Stamets volta a brilha em seguida, cobrando de Burnham a dívida de gratidão que ela deveria ter com ele (e com o resto da tripulação) por ter abandonado o século 23 para não deixá-la vir sozinha para o futuro. Anthony Rapp diz a que veio nas duas sequências e serve também para nos fazer lembrar o que há em jogo na nebulosa Verubin, trama que foi aberta em “Su’Kal” e deve ser fechada apenas no episódio final da temporada, “That Hope Is You, Part 2”.
Boa escolha, por sinal, deixar esse pedaço da história para o final, sem nos obrigar a uma “passadinha” por lá neste episódio. Uma das vantagens de ter uma trama serializada é não se obrigar a visitar todos os personagens e situações a cada novo episódio. Isso foi usado de forma efetiva nos segmentos de abertura, “That Hope Is You, Part 1” e “Far From Home”, alternando entre Michael e o resto da tripulação, e com menos sucesso no duplo “Terra Firma”, que colocou em foco uma história pessoal de Georgiou, mas volta a ser usado de forma produtiva em “There Is a Tide…” Para o futuro, a série poderia se beneficiar mais ainda dessa divisão em “núcleos”, operando em lugares distintos e dividindo o elenco, em vez de manter a eterna (e cada vez mais artificial) dança das cadeiras ao redor do assento central na ponte da Discovery. (Seria desejar demais ver Saru no comando da NCC-1031-A, com a tenente Tilly como primeira oficial, e Michael Burnham promovida a capitão em outra nave? Provavelmente sim. A conferir.)
Apesar de ser um episódio divertido e provocador, “There Is a Tide…” deixa, como é de costume em Discovery, algumas pontas soltas. A estratégia de Osyraa para forçar a Federação a debater uma aliança parece, no mínimo, estranha: roubar propriedade e manter tripulantes como reféns não é um modo de fazer amigos.

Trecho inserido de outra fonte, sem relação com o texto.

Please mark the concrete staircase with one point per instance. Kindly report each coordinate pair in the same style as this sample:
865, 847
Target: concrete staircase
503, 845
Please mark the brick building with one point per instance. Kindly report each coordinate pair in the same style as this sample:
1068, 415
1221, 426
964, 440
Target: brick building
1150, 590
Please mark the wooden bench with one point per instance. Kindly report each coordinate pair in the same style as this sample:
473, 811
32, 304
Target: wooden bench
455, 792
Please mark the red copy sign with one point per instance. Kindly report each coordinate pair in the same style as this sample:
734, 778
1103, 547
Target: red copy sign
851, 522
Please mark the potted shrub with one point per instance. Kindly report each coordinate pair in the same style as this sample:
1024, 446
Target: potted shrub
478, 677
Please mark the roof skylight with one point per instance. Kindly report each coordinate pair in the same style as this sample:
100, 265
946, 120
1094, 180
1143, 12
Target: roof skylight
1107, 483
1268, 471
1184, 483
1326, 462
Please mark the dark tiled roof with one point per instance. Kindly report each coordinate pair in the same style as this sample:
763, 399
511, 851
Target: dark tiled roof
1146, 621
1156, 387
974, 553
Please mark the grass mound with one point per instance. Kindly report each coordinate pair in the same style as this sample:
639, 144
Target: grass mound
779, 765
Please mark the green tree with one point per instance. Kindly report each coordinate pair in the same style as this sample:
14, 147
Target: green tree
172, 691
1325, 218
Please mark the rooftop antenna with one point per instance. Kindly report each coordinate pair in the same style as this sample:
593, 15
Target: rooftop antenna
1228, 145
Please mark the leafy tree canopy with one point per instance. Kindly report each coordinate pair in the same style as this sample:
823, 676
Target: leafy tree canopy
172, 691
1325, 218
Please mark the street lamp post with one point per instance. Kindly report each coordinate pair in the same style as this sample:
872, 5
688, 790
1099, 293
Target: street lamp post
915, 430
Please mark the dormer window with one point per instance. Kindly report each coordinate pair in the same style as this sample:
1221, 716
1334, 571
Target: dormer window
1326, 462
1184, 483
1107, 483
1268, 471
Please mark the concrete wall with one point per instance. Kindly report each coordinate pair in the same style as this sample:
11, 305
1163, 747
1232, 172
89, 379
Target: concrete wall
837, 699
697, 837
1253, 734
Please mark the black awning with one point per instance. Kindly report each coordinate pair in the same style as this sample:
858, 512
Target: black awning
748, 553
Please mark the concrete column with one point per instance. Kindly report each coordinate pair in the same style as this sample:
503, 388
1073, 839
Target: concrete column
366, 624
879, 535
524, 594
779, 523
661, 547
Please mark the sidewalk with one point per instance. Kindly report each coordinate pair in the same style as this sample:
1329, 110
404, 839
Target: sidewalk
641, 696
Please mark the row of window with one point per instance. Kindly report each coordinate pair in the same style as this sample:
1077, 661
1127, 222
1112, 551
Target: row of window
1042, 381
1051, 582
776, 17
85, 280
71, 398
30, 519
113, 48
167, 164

A sugestão é que a líder da Corrente Esmeralda quer, ao mesmo tempo, replicar a tecnologia do motor de esporos (é para isso que Aurellio está lá) e obter a legitimidade que só a face pública da Federação pode conferir a ela. Para a primeira parte, ela precisa sequestrar a nave; para a segunda, é preciso fechar um acordo. Só não está claro porque ela deve fazer ambas ao mesmo tempo e agora. Estaria ela pressionada politicamente pela escassez de dilítio, já mencionada anteriormente? Um par de falas entre ela e Aurellio (ou ela e Zareh, trazido de volta aqui só para dar o troco em Tilly) bastariam para tornar mais clara a situação sem deixar a gente especulando.
Igualmente mal ajambrada é a (excessivamente conveniente) iniciativa de Michael de pedir socorro à mãe em Ni’Var, por um canal subespacial que só ela sabe como conseguiu abrir. Não é preciso ser bidu para saber que a cavalaria rômulo-vulcana vai chegar (em mais uma edição da síndrome “precisamos juntar tudo que vimos na temporada toda no episódio final”, algo que também foi usado na segunda temporada). Mas haveria formas mais interessantes e menos “provincianas” de fazer isso acontecer. Vance mandar um alerta para Ni’Var, por exemplo.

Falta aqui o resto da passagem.